## Aaronson and Arkhipov’s Result on Hierarchy Collapse

Scott Aaronson gave a thought-provoking lecture in our Theory seminar three weeks ago.  (Actually, this was eleven months ago.) The slides are here . The lecture discussed two results regarding the computational power of quantum computers. One result from this paper gives an oracle-evidence that there are problems in BQP outside the polynomial hierarchy.  The method is based on “magnification” of results on bounded depth circuits. (It is related to the Linial-Nisan conjecture.)

The second result that we are going to discuss in this post (along with some of my provoked thoughts) is a recent result of Scott Aaronson and Alex Arkhipov which asserts that if  the power of quantum computers can be simulated by digital computers  then the polynomial hierarchy collapses.  More precisely, their result asserts that if sampling  probability distribution created by quantum computers (this is abbreviated as QSAMPLE) is in P then the polynomial hieararchy collapses to its third level.

The beautiful and important paper of Aaronson and Arkhipov is now out. Its main point of view is related to what I describe in the sixth section about “photon machines”. Update: Let me mention related idependent results by Michael J. Bremner, Richard Jozsa, Dan J. Shepherd in the paper entitled: “Classical simulation of commuting quantum computations implies collapse of the polynomial hierarchy“.

Here is the plan for this post

1) The polynomial hierarchy and results about hierarchy collapse

2) The Aaronson Arkhipov (AA) theorem and its proof

3) Two problems posed by AA

4) Does fault tolerance allow QSAMPLE (on the nose)? (Answer: yes)

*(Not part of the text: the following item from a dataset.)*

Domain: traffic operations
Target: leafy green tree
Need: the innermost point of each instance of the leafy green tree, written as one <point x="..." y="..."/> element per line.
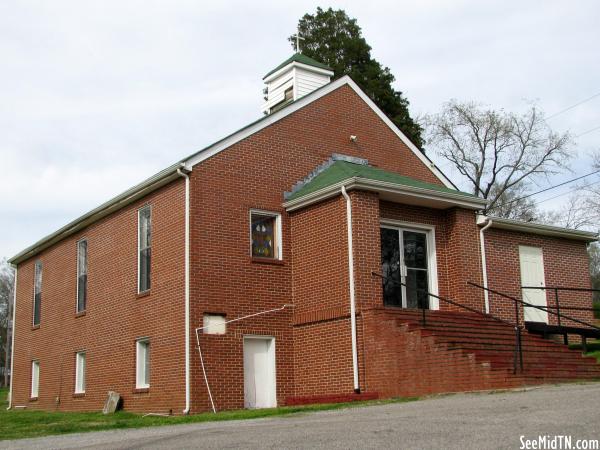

5) Is there a quantum analog to Aaronson and Arkhipov’s result and what is the computational power of quantum computers?

6) Three Two competing scenarios

7) Aaronson and Arkhipov photon machines and the complexity class BOSONSAMPLING.

## 1) The polynomial hierarchy and results about hierarchy’s collapse.

If P=NP then the polynomial hierarchy collapses to the 0th level (P). If NP=coNP then the polynomial hierarchy collapses to the first level. Karp and Lipton proved that if there is a polynomial-size circuit for NP complete problems then the hierarchy collapses to the second level. There are various other results whose conclusion is a collapse of the hierarchy. Feige and Lund proved that if we can extract one bit in computing a certain permanent then this already leade to hierarchy collapse.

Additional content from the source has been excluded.